That disagrees with the following code:
use std::borrow::Borrow;
use std::collections::BTreeMap;
#[derive(Clone, Copy, Debug, PartialOrd, Ord, PartialEq, Eq)]
enum KeyType {
One,
Two,
}
impl Default for KeyType {
fn default() -> Self {
Self::One
}
}
#[derive(Clone, Copy, Debug, PartialOrd, Ord, PartialEq, Eq)]
enum KeyWrapper {
Alpha(KeyType),
Beta(KeyType),
}
impl Default for KeyWrapper {
fn default() -> Self {
Self::Alpha(KeyType::One)
}
}
impl Borrow<KeyType> for KeyWrapper {
fn borrow(&self) -> &KeyType {
match self {
Self::Alpha(ty) => &ty,
Self::Beta(ty) => &ty,
}
}
}
fn main() {
let mut map = BTreeMap::new();
map.insert(KeyWrapper::Alpha(KeyType::One), "unus");
map.insert(KeyWrapper::Alpha(KeyType::Two), "duo");
let lookup_key = Default::default();
println!("{:?}", map.get(&lookup_key));
}
(see Rust Playground).
As-is, this code does not compile, because there are two types that lookup_key
could be. If you remove the impl Borrow<KeyType> for KeyWrapper
, the code compiles.
And this is the problem case, as far as I'm concerned.
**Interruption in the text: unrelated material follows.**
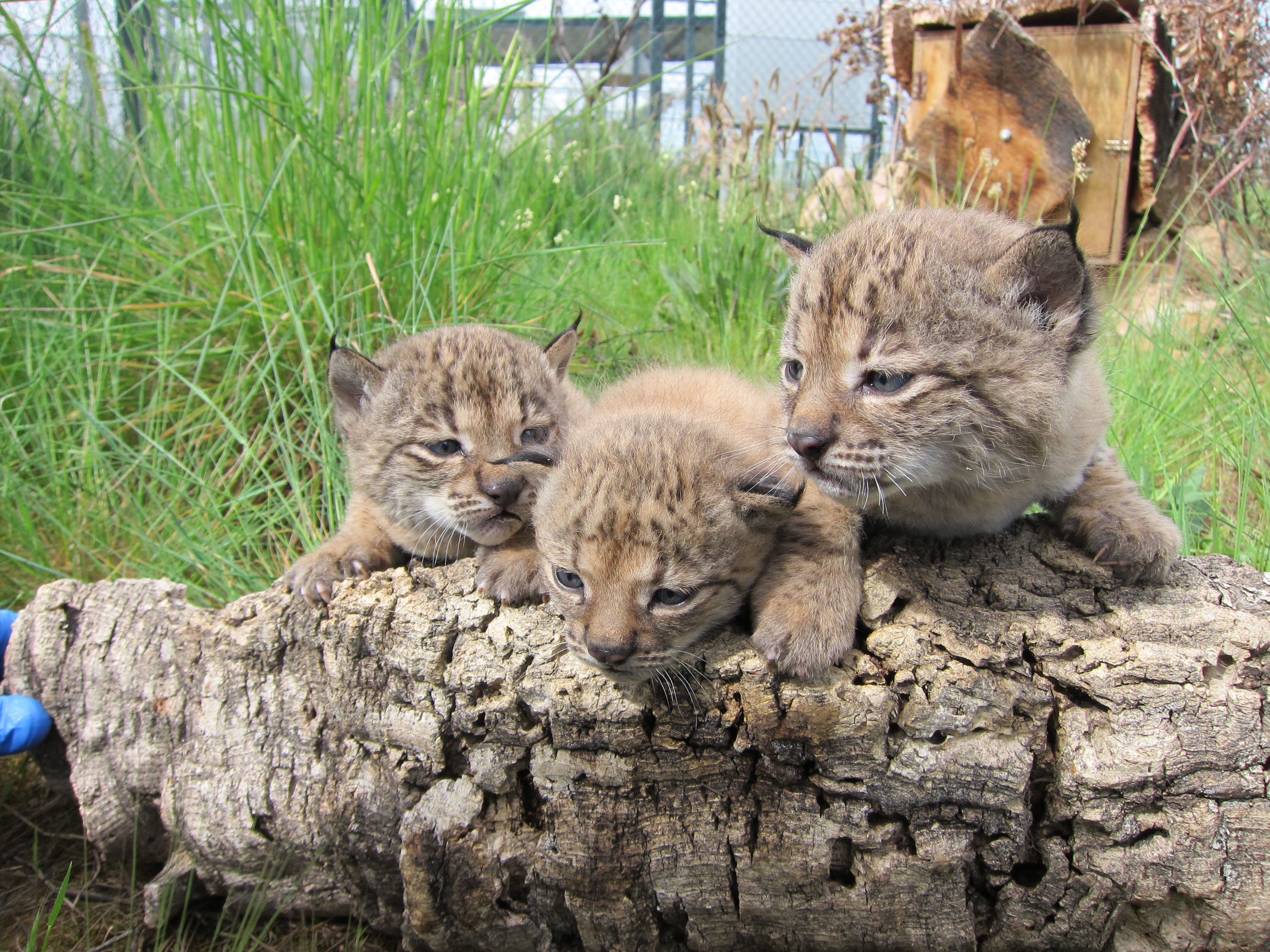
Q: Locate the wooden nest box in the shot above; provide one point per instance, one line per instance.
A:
(1014, 106)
I've added an extra trait implementation, which causes lookup_key
to go from "can only be KeyWrapper
" to "can be KeyType
or KeyWrapper
", and thus causing type inference of Default::default()
to fail. To avoid this, you'd need a different rule for enums than is used elsewhere, otherwise adding a trait implementation could cause this very same class of breakage.